Test of geocoding
Problem Statement:
Between 2015 and our current datset there are 15676 missing geographies. We are attempting to geocode these geographies, using two different methods.
Technique 1:
If a value for x and y is present for the proceeding and following year & both those values are within .0001 of eachother, we use the average of those two values. (imputed)
Technique 2:
We geocode the addresses from openstreet maps. (geocoding)
Results:
The number of geographies filled by imputing is 4327 and the number of geographies filled by geocoding is 12198.
Imputed PINs:
Geocoded PINs:
Map of all PINs with results from both techniques:
To test how these work, we join them back together again and create a distance in ft collumn. This is the difference between observations with both imputed and geocoded techniques. The result shows that both techniques are very similar, although there are some differences.

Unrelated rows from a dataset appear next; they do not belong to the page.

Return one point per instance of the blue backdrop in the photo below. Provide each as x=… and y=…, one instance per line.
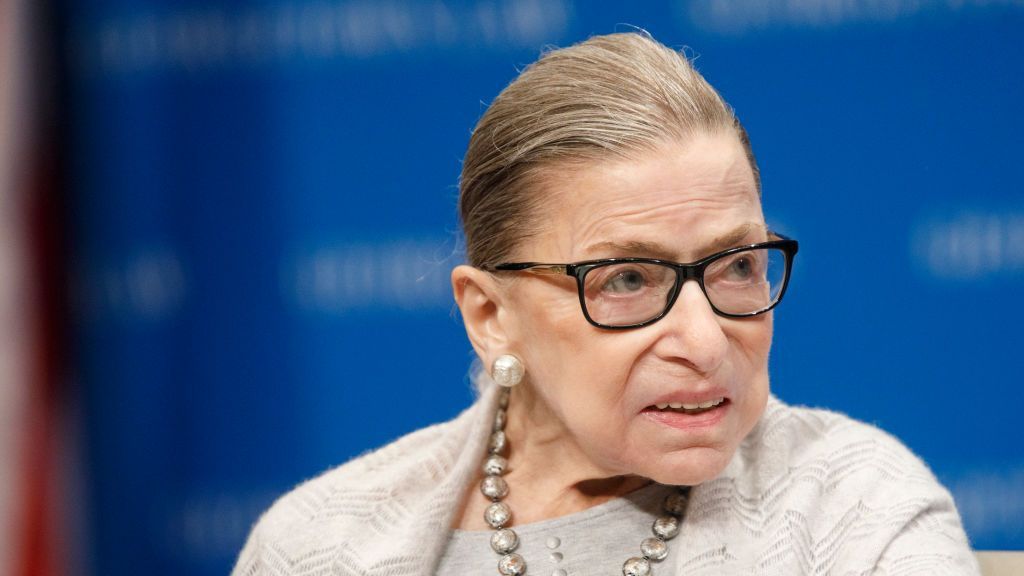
x=263, y=221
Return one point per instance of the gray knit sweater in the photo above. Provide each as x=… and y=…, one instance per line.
x=807, y=492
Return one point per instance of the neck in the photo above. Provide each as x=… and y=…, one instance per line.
x=549, y=474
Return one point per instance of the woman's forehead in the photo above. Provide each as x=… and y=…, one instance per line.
x=680, y=201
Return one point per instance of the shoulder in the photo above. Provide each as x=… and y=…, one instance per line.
x=844, y=449
x=845, y=492
x=334, y=522
x=842, y=456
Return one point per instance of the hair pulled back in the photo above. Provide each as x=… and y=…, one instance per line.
x=610, y=96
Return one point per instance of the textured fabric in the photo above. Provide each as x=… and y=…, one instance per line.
x=807, y=492
x=594, y=541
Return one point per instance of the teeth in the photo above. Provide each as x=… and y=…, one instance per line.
x=711, y=403
x=698, y=406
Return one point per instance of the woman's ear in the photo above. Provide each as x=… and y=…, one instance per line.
x=479, y=299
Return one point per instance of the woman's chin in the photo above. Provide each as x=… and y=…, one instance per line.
x=688, y=467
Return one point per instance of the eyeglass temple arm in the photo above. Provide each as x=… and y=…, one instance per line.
x=535, y=268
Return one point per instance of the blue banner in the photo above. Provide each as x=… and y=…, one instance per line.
x=263, y=211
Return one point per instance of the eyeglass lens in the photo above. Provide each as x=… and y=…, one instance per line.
x=627, y=293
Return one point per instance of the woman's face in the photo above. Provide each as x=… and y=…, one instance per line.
x=602, y=387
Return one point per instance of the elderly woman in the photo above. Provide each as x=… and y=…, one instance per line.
x=620, y=293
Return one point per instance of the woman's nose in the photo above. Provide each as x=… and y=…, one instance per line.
x=692, y=331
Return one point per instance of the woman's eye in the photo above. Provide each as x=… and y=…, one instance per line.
x=741, y=268
x=625, y=281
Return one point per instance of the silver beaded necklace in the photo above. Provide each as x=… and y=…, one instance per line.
x=498, y=515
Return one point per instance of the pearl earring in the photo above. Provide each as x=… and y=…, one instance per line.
x=507, y=370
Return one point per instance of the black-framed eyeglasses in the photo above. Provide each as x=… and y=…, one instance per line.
x=622, y=293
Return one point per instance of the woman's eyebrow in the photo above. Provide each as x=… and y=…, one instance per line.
x=657, y=250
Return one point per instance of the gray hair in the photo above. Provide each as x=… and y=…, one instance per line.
x=611, y=96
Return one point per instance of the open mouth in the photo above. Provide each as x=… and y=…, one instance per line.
x=682, y=408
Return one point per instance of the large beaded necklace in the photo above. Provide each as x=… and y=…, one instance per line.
x=499, y=515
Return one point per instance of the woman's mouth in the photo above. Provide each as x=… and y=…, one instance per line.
x=690, y=408
x=683, y=415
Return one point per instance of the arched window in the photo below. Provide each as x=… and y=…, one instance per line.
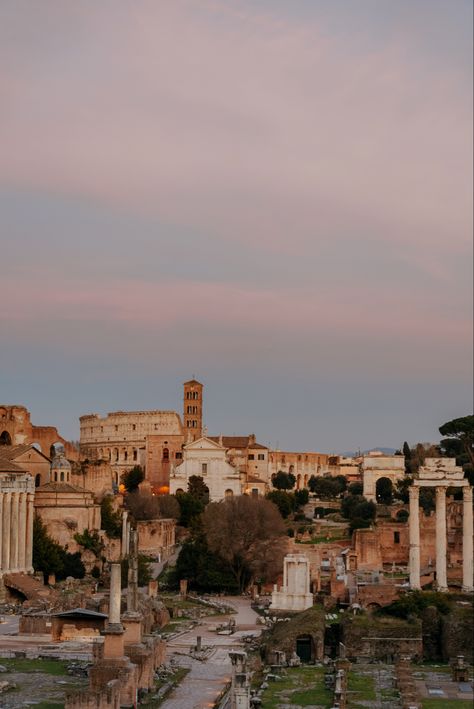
x=5, y=439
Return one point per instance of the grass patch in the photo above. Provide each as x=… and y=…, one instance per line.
x=360, y=688
x=302, y=686
x=172, y=682
x=47, y=667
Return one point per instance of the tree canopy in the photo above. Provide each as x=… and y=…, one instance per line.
x=133, y=477
x=49, y=557
x=461, y=429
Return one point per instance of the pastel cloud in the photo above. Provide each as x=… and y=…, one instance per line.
x=243, y=170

Pins with Long Distances ( > 1000 ft):
The main (fixable) issue that I saw here was that directions of streets were not correct (359 W Ohio is likely 359 E Ohio).
Histogram of Distance (ft) Between Techniques
The vast majority of pins are within 300 feet of eachother. An example of this would be Address: 1346 W CULLERTON ST 3 CHICAGO IL 60608, CHICAGO, IL. These are 185 feet apart, and three houses apart. While not ideal, it definetely seems to be an improvement over no information.

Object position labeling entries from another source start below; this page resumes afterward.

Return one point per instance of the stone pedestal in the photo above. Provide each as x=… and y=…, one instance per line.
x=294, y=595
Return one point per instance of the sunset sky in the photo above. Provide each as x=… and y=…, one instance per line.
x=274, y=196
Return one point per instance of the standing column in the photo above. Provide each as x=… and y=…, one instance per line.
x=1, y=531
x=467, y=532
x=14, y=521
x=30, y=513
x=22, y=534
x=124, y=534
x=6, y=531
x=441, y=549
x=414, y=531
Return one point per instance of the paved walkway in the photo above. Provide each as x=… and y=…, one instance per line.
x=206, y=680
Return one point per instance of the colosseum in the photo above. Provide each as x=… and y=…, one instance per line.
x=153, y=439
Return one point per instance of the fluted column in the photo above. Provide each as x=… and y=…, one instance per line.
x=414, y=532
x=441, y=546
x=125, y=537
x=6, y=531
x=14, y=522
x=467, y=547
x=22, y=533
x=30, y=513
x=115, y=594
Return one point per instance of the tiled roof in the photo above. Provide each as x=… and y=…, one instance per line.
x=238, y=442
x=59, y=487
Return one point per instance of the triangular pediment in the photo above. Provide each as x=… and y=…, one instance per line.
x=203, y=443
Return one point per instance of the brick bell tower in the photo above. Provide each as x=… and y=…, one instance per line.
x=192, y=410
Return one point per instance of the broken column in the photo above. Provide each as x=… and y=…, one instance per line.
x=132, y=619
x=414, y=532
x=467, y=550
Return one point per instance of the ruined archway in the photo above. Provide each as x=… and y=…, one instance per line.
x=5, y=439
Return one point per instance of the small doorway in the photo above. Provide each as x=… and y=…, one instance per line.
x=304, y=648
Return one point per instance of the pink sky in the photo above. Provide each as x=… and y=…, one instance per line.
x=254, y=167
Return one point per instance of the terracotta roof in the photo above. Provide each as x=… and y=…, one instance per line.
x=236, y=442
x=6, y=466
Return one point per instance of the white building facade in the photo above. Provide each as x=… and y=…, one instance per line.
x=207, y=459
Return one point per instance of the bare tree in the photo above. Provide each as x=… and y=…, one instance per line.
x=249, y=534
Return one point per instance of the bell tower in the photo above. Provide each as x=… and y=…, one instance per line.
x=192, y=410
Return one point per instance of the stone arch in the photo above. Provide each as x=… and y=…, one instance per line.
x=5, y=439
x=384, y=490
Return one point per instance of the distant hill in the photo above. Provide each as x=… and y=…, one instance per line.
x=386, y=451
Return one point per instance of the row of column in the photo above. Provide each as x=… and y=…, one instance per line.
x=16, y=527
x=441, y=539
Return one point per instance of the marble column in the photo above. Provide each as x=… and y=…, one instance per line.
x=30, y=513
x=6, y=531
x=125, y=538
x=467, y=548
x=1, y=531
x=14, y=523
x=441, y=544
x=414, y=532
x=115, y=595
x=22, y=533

What this does not answer is if PINs which have only one one technique are harder to code (weirder addresses). There is no intuitive reason why this would be the case, but it is something we should think about.
Conclusion:
In general, the two techniques produce similar results. I’d have to go through them a bit more in depth, but at the moment, the geocoding looks a bit better, specifically because it fills more observations. On the other hand, the imputed values are more likely to be correct, as we know we have some issues with our address data.